In some cases of dystocia the obturator nerve, (or nerves, if the involvement is bilateral), becomes injured by being caught between the maternal pelvis and some dense part of the fetus. This results in paralysis of the adductors of the thigh if sufficient injury is done.
It is said that nerves become over-stretched and held tense, in certain positions in which animals are obliged to remain while cast in confinement such as in some instances where unusual methods of restraint are employed. When the fore feet are drawn backward in such manner that great strain is put upon the radial nerve, it suffers more or less injury, and this is followed by partial or complete paralysis which may be temporary or permanent.
Degenerative changes affecting nerves, as in other tissues, occur and more or less locomotory impediment will follow—this depending upon the nerve or nerves affected and the nature of such involvement. Tumors may surround nerves and eventually the nerve so exposed becomes implicated in the destructive process. Before degenerative changes take place in the nerve substance, in such cases, pressure may completely paralyze a nerve when it is so situated. Melanotic tumors in the paraproctal tissue in some cases, because of the large size of the new-growths, cause paralysis of the sciatic nerve. The author has seen one case of brachial paralysis occasioned by an enormous development of fibrous tissue involving the structures about the ulna.
AFFECTIONS OF BLOOD VESSELS.
Lameness caused by disturbances of circulation may be due to structural affection of vessels, or functional disorders of the heart, and in some instances, a combination of these causes may be active.

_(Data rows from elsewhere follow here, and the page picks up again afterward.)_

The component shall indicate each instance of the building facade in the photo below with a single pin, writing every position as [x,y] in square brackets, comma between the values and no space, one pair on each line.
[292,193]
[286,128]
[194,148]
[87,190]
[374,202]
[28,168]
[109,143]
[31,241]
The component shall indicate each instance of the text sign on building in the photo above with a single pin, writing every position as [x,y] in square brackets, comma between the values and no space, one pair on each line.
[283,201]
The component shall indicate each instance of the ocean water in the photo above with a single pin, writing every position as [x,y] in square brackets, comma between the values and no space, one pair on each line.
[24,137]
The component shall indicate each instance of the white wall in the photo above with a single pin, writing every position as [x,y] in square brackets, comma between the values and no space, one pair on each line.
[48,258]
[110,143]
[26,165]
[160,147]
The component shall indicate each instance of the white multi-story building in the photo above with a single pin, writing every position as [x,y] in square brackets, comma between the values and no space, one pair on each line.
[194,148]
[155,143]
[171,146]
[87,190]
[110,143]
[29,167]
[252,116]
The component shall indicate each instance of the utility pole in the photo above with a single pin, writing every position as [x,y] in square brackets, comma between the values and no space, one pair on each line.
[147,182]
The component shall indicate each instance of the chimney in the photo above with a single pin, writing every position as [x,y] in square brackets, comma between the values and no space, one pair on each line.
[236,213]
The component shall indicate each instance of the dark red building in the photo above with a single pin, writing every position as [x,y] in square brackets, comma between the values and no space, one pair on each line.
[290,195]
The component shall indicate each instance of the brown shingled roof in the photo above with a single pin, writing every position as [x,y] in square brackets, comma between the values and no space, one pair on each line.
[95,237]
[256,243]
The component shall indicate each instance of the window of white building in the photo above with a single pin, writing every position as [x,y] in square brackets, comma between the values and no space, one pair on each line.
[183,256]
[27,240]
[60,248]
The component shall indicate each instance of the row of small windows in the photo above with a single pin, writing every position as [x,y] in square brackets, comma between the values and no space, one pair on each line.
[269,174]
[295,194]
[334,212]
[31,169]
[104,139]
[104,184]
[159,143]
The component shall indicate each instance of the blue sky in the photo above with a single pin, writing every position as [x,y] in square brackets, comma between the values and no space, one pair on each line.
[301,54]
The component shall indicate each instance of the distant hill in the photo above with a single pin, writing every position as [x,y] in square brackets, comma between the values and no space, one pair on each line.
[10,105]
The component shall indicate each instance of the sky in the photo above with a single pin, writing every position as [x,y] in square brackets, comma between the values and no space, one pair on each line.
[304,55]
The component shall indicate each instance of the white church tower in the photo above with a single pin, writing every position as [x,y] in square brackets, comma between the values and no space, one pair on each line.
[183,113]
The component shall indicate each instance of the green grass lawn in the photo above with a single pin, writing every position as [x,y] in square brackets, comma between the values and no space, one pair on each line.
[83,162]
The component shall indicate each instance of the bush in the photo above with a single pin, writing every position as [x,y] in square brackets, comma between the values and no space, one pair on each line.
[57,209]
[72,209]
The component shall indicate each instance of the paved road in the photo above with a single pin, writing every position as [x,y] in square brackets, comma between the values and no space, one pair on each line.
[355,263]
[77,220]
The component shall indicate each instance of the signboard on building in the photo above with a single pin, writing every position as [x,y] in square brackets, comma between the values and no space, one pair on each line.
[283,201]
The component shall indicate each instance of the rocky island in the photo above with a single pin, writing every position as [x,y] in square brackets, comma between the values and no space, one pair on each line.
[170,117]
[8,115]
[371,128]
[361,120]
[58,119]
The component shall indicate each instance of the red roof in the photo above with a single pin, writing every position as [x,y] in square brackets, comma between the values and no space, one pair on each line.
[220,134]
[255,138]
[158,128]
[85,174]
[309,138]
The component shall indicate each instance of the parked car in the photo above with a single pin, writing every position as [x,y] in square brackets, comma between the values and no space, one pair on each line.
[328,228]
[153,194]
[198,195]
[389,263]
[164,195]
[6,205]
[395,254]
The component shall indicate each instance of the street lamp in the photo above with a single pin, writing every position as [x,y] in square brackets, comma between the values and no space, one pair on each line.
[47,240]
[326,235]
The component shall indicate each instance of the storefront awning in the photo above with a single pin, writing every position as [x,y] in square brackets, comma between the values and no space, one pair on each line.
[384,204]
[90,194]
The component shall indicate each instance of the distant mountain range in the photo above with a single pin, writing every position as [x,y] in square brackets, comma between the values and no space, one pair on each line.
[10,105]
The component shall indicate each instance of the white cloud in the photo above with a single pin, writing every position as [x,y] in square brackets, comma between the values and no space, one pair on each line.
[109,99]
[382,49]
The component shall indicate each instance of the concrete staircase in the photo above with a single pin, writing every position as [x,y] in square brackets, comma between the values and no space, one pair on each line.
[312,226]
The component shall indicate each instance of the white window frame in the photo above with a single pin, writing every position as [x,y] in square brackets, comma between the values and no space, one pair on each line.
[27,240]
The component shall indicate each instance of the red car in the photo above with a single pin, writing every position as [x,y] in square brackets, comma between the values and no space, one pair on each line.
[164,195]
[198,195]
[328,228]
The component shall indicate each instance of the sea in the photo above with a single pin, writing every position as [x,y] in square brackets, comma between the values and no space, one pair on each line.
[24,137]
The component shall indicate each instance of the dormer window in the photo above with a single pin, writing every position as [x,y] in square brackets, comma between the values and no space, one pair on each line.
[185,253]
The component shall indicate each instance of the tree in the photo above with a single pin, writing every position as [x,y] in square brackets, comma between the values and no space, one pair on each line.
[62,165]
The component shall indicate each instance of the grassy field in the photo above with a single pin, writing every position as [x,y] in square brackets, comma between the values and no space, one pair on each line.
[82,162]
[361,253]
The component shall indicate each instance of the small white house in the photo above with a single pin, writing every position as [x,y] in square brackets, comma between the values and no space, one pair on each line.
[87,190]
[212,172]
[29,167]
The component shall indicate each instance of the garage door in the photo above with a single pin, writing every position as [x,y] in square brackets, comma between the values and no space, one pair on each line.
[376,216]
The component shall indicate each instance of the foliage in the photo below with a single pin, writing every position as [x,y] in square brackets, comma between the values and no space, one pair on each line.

Direct involvement of vessels is the commoner form of circulatory disturbance which occasions lameness, and the most frequent cause is of parasitic origin. Sclerostomiasis with attendant arteritis, thrombus formation and subsequent lodgement of emboli in the iliac, femoral, or other arteries, causes sufficient obstruction to prevent free circulation of blood, and the characteristic lameness of thrombosis results.
Indirect injury to vessels may occur because of contused wounds and subsequent inflammation of tissues supplied by such vessels. If the injury be of sufficient extent, considerable extravasation of blood will take place and the painfully swollen parts necessarily impair locomotion. In such instances lymph vessels participate in the disturbance, and the condition then becomes one wherein lymphangitis is the predominant disturbing element.
Angiomatous tumors are occasionally found affecting horses’ legs—usually the result of some injury; and because of their size or position, they mechanically interfere with function. Furthermore, when such tumors are located on the inner or flexor side of joints, enough pain is occasioned that affected animals show evidence of distress, usually by intermittent lameness.